Women in Sport: A Game of Two Halves








Kathryn Nawrockyi, Director Opportunity Now discusses the fundamental attitude change needed in sport. 

The World Cup will kick off in just a few hours, but it’s been a game of two halves for women in sport recently – from Andy Murray appointing Amelie Mauresmo as his new coach, to the Richard Scudamore sexist email scandal. With Sports Minister Helen Grant’s announcement that funding could be cut for English football, cricket and rugby’s governing bodies unless they appoint more women, it’s become an increasingly pressing issue.

I recently attended the Women’s Sport Trust’s #BeAGameChanger event, which brought together sports professionals, business leaders and the media, challenging the audience to raise the profile of female role models, dramatically increase media coverage and change the funding landscape of women's sport for good. Currently women’s sport receives just 0.4% of commercial investment, and 7% of media coverage. With one hiding behind the other to justify why those numbers are not higher, it will take true game changers to shift the status quo.

It occurred to me that not only can business influence the sporting world through responsible investment and sponsorship, but that there is also much that sport can learn from business about how to accelerate change for women. 

For starters, sport needs to fix the leaks in the talent pipeline. UEFA recently launched a women’s leadership programme, but other high-profile women in football have spoken out about the need for more efforts in this area, including mentoring. It’s a start, but it’s not enough. Our annual benchmarking report highlights the most effective actions taken by employers to attract and retain female talent, ranging from instructing recruiters to provide diverse candidate slates, to training all employees in how to recognise and manage their unconscious bias, particularly when making hiring and promotion decisions.

Opportunity Now’s Project 28-40 report also found that many women wanted their organisations to get the basics right, with proper support from their line managers – who in turn need support from senior staff about how to manage diverse teams – and through better performance management and career development. Our Inclusive Leadership research shows how organisations can create change in their leadership culture and help managers to recognise their team’s diverse needs and make the best use of their talents.

But the most fundamental thing that’s needed is to change attitudes to women in sport. A survey by Women in Football earlier this year found that two-thirds of women had witnessed sexism in the football workplace, with some being told they would ‘never work in the game again’ if they reported it. Project 28-40 found that there can often be a culture of fear around reporting bullying and harassment, which is why it’s vital for managers to make it simple and straightforward to report, as well as dealing with perpetrators. By reinforcing that this is not OK, we will hopefully see a change in attitudes that will help women progress further in the sector.

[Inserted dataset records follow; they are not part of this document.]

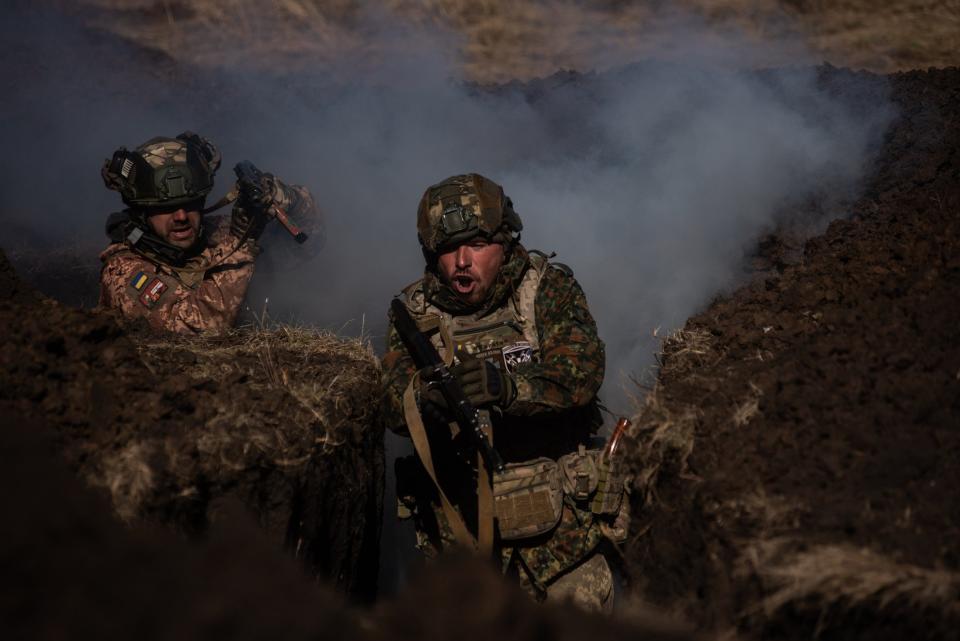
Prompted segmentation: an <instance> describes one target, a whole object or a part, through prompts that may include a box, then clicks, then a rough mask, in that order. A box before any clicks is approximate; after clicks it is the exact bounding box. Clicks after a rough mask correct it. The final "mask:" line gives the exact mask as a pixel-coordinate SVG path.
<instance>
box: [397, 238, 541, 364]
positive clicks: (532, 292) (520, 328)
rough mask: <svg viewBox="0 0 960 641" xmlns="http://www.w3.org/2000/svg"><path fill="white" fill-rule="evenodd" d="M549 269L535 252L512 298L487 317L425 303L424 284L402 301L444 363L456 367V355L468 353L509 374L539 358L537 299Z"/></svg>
mask: <svg viewBox="0 0 960 641" xmlns="http://www.w3.org/2000/svg"><path fill="white" fill-rule="evenodd" d="M549 268H550V264H549V263H548V262H547V259H546V257H545V256H543V255H541V254H538V253H534V252H531V253H530V267H529V268H528V269H527V271H526V273H525V274H524V276H523V279H522V280H521V282H520V285H519V287H517V289H516V291H515V292H514V295H513V296H510V297H509V298H508V299H507V301H506V304H504V305H501V306H500V307H499V308H497V309H495V310H492V311H490V312H488V313H486V314H485V315H480V314H466V315H462V316H454V315H452V314H450V313H449V312H446V311H444V310H442V309H440V308H439V307H437V306H435V305H433V304H431V303H430V302H428V301H427V300H426V297H425V296H424V292H423V281H422V280H419V281H417V282H415V283H413V284H412V285H410V286H408V287H407V288H406V289H404V291H403V295H404V300H405V302H406V305H407V309H409V310H410V315H411V316H412V317H413V319H414V321H415V322H416V323H417V327H418V329H419V330H420V331H421V332H423V333H424V334H426V335H427V336H429V337H430V341H431V342H432V343H433V344H434V346H435V347H436V348H437V351H439V352H440V356H441V357H442V358H443V359H444V361H446V362H447V363H451V362H457V360H458V359H457V353H460V352H466V353H468V354H471V355H473V356H474V357H476V358H480V359H484V360H490V361H491V362H493V363H494V364H496V365H497V366H498V367H500V368H501V369H503V370H504V371H506V372H508V373H511V372H513V371H514V370H515V369H516V368H517V367H519V366H521V365H523V364H526V363H531V362H536V361H537V360H538V359H539V353H540V340H539V336H538V333H537V319H536V299H537V291H538V290H539V288H540V281H541V279H542V278H543V275H544V274H545V273H546V270H547V269H549ZM451 350H453V353H451Z"/></svg>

The group that can play the biggest role in driving these changes is the senior leaders in sport, who are overwhelmingly male. The problem, however, is perception; Project 28-40 found that men do not see the barriers to women’s progression that women do. Senior leaders must take the lead on making the attraction and retention of women a core priority – for example, make the executive team formally accountable for increasing female progression. This will signal that they are serious about this issue and that the organisation values all its people, making it a better place to work for everyone.

If we’re ever going to get to the point where it’s not unusual for a woman to be in charge in sport, then we need the people in the sector’s top jobs to take responsibility for addressing the situation. Because until it takes action to tackle this issue, the industry will just keep on scoring own goals.